GM Confirms Sidecar Acquisition As Auto Makers Take Tech Ambitions Up A Gear

Hot on the heels of its $500 million investment in transportation startup Lyft, General Motors has acquired select assets of Sidecar, a would-be Uber and Lyft competitor that went bust in December with a hint that this was not the end.

The GM news, first reported by Bloomberg, was confirmed to TechCrunch directly by GM.

“In connection with Sidecar ceasing operations, we can confirm that we have attracted Sidecar employees to be integrated into the GM urban mobility team, and acquired certain related assets, for work on our global mobility programs,” a spokesperson said. “We have no further details to share at this time.”

Bloomberg reports that GM plans to use the acquisition to help build its own transportation services under a new brand, Maven. The deal will include around 20 employees — including CTO and co-founder Jahan Khanna but not CEO Sunil Paul — as well as IP and other assets from the startup for a price that was less than the $39 million raised by the startup from investors that included Lightspeed, Richard Branson, Lerer Hippeau and Mark Pincus.

GM’s decision to invest in owning some of its own IP and staff working on ridesharing is an interesting development that underscores the evolution carmakers are undergoing as they face up to competition from technology players in all of the different aspects of car technology: not just in ridesharing and transportation services, but location services and autonomous vehicles, too.

The “car as connected hardware” has been a theme for a while now, with a number of automotive and tech companies pairing up to develop on-board systems to play music, navigate routes, and of course help you make and take calls while on the road. Companies like Apple, Nokia and Google have been working with companies like BMW, Ford and others for years.

But more recently, tech companies appear to have taken a more independent turn. Google has made no secret of its self-driving car developments, and while Apple has not talked openly at all about what it is doing, there have been plenty of signs that it’s been working on its own autonomous driving vehicle concept.

Another major player in autonomous cars, the new-generation car company Tesla, may not be a tech company strictly speaking but it is created with tech DNA, as it was founded by a co-founder of PayPal. We’ve heard that Tesla attracts many of the bright sparks coming out of universities interested in working on engines.

“GM’s problem now is that … no one who wants to work on engines goes there and they’re losing most of their expertise in the next 3-4 years because of retirement,” one engineering graduate observed. “They splash out loads for recruiting events etc., but good candidates go there and see their offices and team structure and walk straight out to Tesla/Mercedes/Google.”

Accurate or not, that is part of the perception that GM now needs and wants to change.

Turning to companies that are associated more with apps and software, the Ubers of the world have thrown a spanner into the works not just by becoming a force for getting transportation on demand — but by doing so efficiently enough that some might even start to question whether they need to own a car for themselves in the first place, pointing to a direct threat to the likes of GM.

And with the advances of machine learning, artificial intelligence and sensors that can read and parse more and more data, the number of tech companies getting involved is only growing. In one recent development, IBM used last week at the Detroit Auto Show to show off how it’s looking to apply Watson to improve self-driving cars and driving in general.

The company has developed an application of Watson that enable automakers and infotainment suppliers to deliver cognitive driving experiences: it can be used to power cars that learn a driver’s behaviors, as well as cars that sense and respond to the vehicle and the surrounding environment to improve safety.
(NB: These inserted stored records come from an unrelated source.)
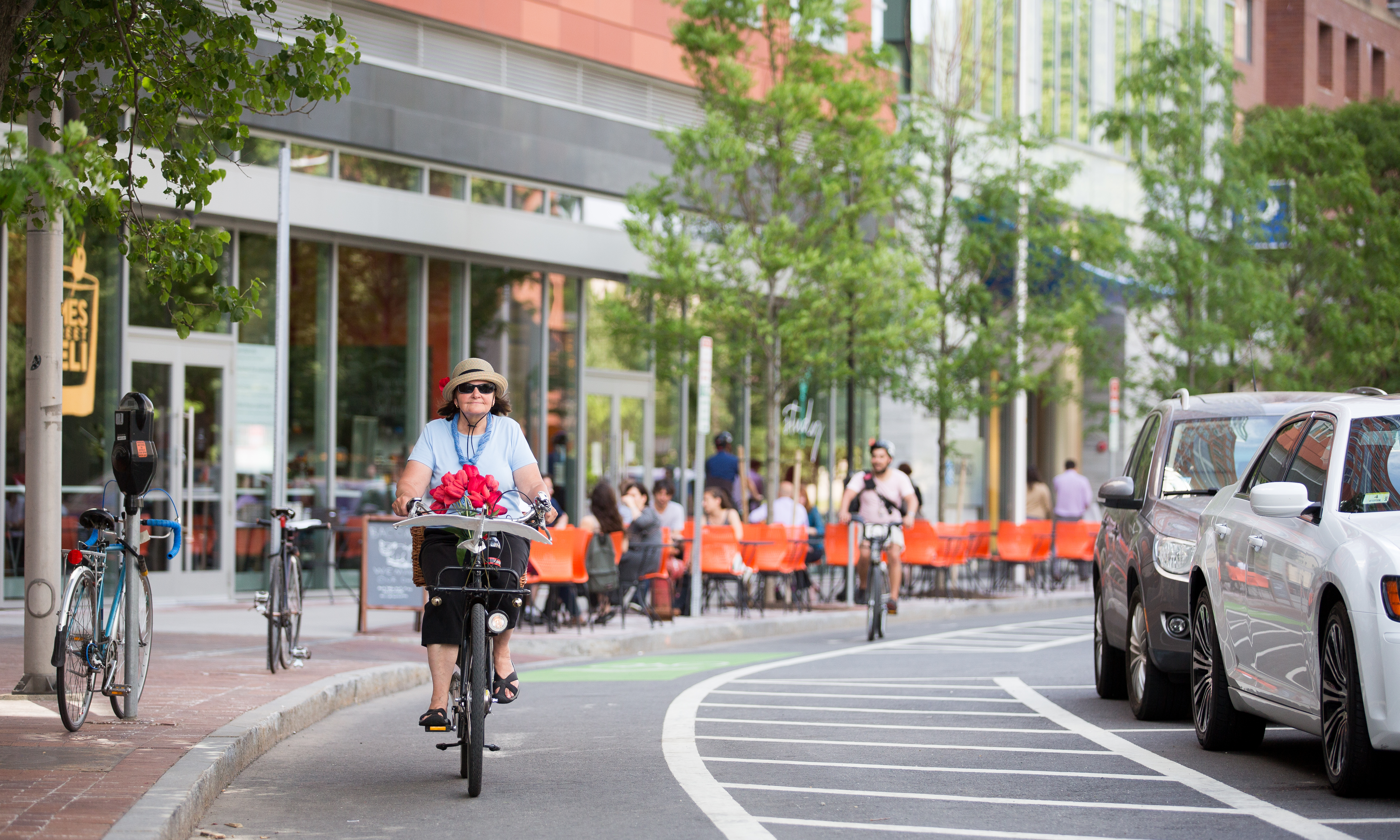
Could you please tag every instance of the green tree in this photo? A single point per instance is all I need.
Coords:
(772, 199)
(175, 76)
(1202, 296)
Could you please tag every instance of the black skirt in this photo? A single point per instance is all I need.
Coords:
(443, 624)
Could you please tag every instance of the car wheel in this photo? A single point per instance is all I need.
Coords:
(1151, 694)
(1108, 660)
(1352, 761)
(1219, 724)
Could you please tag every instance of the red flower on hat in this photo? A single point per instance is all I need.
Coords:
(481, 490)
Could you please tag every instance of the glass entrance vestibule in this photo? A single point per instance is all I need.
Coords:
(373, 331)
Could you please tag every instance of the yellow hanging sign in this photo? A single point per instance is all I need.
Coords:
(80, 298)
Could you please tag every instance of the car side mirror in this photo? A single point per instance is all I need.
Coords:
(1118, 493)
(1279, 499)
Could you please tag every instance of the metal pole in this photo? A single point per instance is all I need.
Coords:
(282, 341)
(702, 430)
(44, 435)
(132, 614)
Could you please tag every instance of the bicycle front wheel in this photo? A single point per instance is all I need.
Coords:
(75, 675)
(292, 612)
(276, 598)
(143, 646)
(481, 698)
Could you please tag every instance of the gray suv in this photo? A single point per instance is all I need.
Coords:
(1189, 449)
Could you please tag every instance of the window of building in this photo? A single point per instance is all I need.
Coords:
(1353, 59)
(395, 175)
(488, 192)
(450, 185)
(1325, 57)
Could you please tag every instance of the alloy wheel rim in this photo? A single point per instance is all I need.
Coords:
(1203, 667)
(1336, 670)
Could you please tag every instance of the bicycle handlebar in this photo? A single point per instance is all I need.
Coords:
(174, 527)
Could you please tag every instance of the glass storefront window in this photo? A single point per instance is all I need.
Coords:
(366, 170)
(449, 185)
(148, 310)
(506, 332)
(373, 377)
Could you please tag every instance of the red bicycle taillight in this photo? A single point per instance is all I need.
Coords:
(1391, 595)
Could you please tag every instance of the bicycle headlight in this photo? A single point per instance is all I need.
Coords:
(1174, 555)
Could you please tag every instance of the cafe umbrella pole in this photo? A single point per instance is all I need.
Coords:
(702, 430)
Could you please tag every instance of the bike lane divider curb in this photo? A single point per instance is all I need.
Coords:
(173, 807)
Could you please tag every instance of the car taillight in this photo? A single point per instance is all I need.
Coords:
(1391, 595)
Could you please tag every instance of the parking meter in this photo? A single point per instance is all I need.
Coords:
(134, 454)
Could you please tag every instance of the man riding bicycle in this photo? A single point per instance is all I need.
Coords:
(883, 496)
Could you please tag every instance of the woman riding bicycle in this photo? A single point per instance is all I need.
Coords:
(474, 429)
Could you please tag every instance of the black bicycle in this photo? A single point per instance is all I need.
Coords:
(282, 601)
(470, 696)
(877, 575)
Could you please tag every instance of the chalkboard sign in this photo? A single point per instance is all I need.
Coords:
(387, 569)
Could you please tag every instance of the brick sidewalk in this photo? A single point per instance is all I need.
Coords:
(65, 785)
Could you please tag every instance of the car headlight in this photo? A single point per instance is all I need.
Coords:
(1174, 555)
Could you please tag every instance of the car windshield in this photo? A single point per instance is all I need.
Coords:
(1373, 470)
(1205, 455)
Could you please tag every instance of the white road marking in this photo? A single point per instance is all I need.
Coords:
(856, 710)
(825, 824)
(985, 800)
(1269, 813)
(923, 769)
(971, 747)
(884, 727)
(874, 696)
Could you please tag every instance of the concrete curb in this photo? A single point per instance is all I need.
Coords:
(173, 807)
(569, 643)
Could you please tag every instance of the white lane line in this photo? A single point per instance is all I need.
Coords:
(982, 800)
(856, 710)
(1269, 813)
(825, 824)
(887, 727)
(895, 744)
(923, 769)
(874, 696)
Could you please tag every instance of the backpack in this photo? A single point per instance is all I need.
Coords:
(601, 563)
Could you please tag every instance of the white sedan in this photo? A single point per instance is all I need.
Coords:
(1295, 591)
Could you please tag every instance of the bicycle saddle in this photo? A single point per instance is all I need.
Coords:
(97, 519)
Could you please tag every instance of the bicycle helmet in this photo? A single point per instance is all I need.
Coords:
(887, 446)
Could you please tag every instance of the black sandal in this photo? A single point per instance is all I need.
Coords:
(502, 685)
(435, 720)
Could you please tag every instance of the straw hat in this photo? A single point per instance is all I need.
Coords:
(475, 370)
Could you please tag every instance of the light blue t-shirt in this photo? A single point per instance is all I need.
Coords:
(506, 453)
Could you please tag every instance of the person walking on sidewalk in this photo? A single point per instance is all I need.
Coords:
(883, 496)
(474, 429)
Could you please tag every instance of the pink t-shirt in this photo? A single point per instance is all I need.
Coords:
(894, 486)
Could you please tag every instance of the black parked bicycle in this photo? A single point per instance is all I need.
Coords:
(471, 692)
(282, 601)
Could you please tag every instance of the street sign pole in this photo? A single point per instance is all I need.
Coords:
(702, 430)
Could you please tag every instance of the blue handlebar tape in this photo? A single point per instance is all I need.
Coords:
(173, 527)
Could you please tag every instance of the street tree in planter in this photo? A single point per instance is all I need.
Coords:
(175, 76)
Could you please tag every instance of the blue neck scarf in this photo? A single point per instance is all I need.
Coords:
(481, 443)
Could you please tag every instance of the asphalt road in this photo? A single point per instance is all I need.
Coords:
(979, 729)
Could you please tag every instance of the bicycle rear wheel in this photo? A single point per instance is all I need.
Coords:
(276, 600)
(481, 696)
(75, 678)
(292, 612)
(143, 642)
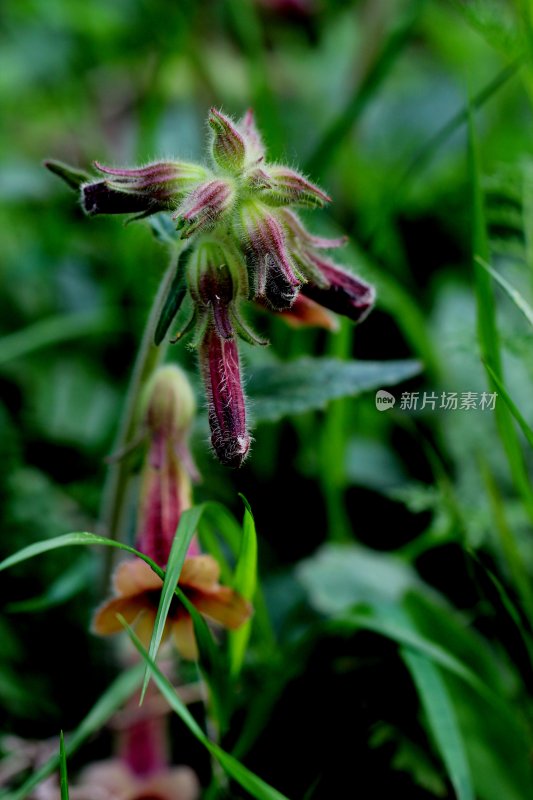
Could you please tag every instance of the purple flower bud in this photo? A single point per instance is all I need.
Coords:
(274, 277)
(289, 187)
(147, 190)
(219, 361)
(228, 147)
(204, 207)
(345, 293)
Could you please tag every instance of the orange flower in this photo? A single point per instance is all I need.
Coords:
(138, 588)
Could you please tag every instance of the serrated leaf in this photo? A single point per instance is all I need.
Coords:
(307, 384)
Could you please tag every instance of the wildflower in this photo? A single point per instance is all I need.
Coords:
(137, 591)
(242, 241)
(168, 410)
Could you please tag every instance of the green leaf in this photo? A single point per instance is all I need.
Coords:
(385, 622)
(63, 768)
(306, 384)
(248, 780)
(67, 585)
(186, 529)
(67, 540)
(442, 720)
(113, 698)
(55, 330)
(513, 293)
(172, 303)
(245, 583)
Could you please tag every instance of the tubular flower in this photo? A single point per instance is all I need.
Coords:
(241, 241)
(165, 494)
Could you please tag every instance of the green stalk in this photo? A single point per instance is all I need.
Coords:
(333, 448)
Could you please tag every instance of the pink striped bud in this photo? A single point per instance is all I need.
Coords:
(219, 361)
(204, 207)
(344, 293)
(288, 187)
(273, 274)
(227, 146)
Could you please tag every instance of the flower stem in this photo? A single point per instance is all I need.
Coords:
(119, 472)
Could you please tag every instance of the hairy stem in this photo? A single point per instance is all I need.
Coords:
(119, 472)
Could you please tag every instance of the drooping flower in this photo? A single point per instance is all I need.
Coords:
(241, 241)
(166, 492)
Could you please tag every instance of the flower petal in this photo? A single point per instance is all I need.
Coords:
(200, 572)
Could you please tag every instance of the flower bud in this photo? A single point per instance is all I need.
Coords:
(219, 361)
(227, 147)
(288, 187)
(169, 404)
(149, 189)
(255, 149)
(204, 207)
(345, 293)
(274, 278)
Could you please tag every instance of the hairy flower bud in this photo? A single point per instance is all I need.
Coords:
(288, 187)
(219, 361)
(273, 272)
(204, 207)
(227, 147)
(146, 190)
(345, 293)
(169, 404)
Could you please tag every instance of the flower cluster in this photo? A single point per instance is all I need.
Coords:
(242, 241)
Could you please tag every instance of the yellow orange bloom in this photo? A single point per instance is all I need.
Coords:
(137, 591)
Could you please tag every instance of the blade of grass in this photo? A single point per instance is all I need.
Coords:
(248, 780)
(488, 337)
(442, 721)
(63, 768)
(113, 698)
(244, 582)
(212, 664)
(511, 405)
(387, 625)
(513, 293)
(186, 529)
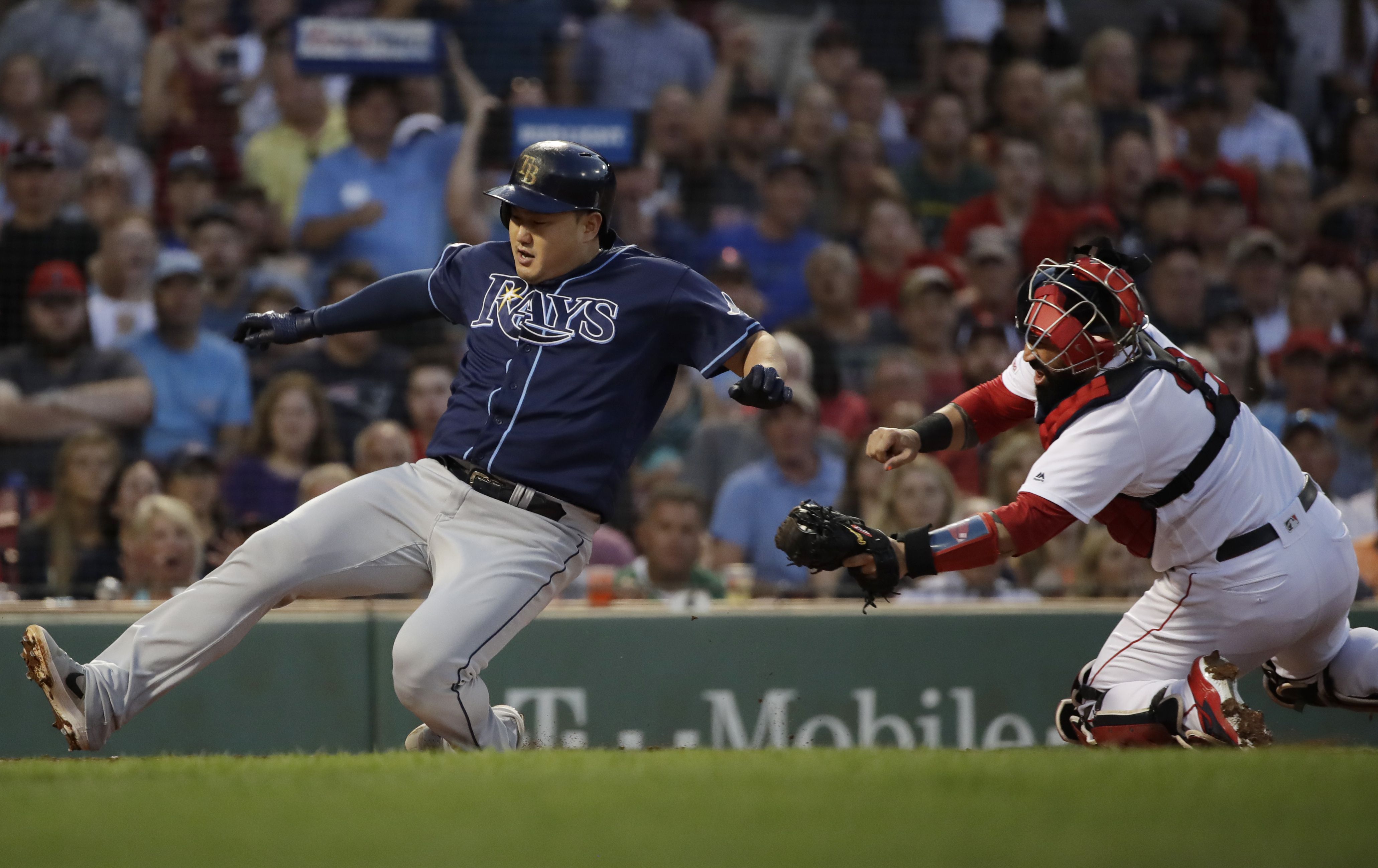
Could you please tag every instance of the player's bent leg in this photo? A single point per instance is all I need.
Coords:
(497, 568)
(363, 538)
It’s doing this by using various sensors to track and understand a person’s driving habits, and then processing that data in real-time, while also getting feedback through natural language interactions.

This is a notable development that you can see potentially getting applied to how autonomous cars are able to drive themselves: one of the big complaints I’ve heard from people who have driven in them is that they are “too robotic” and don’t take into account enough environmental information. The kind of tech that IBM is working on with Watson could be one way to help solve that.

All of this is leading to some interesting moves on behalf of the automotive players. GM, unsurprisingly, does not feel threatened by it, as least publicly.

“I think [automotive is] an interesting, dynamic industry, so it doesn’t surprise me that other people are looking at it,” GM CEO Mary Barra told me in an interview earlier this month (embedded below). “[But] we’ve been in the business of vehicles for a long time.”

Still, although GM’s Sidecar acquisition is relatively small, it’s a signal of how it would like to be the one controlling the tech that runs in (and perhaps runs) their vehicles. GM is not alone. Last year’s acquisition of Here, the mapping division of Nokia, by a consortium of car makers, is another example of how car makers want to make sure that they — not the Googles or the Apples of the world — are able to call the shots on all of the location data that will become so central to cars of the future.

When I talked to Barra earlier this month, she would not be drawn out on whether its investment in Lyft included any option to buy the company, but I would not be surprised if we saw bigger and more tech acquisitions by car companies down the road.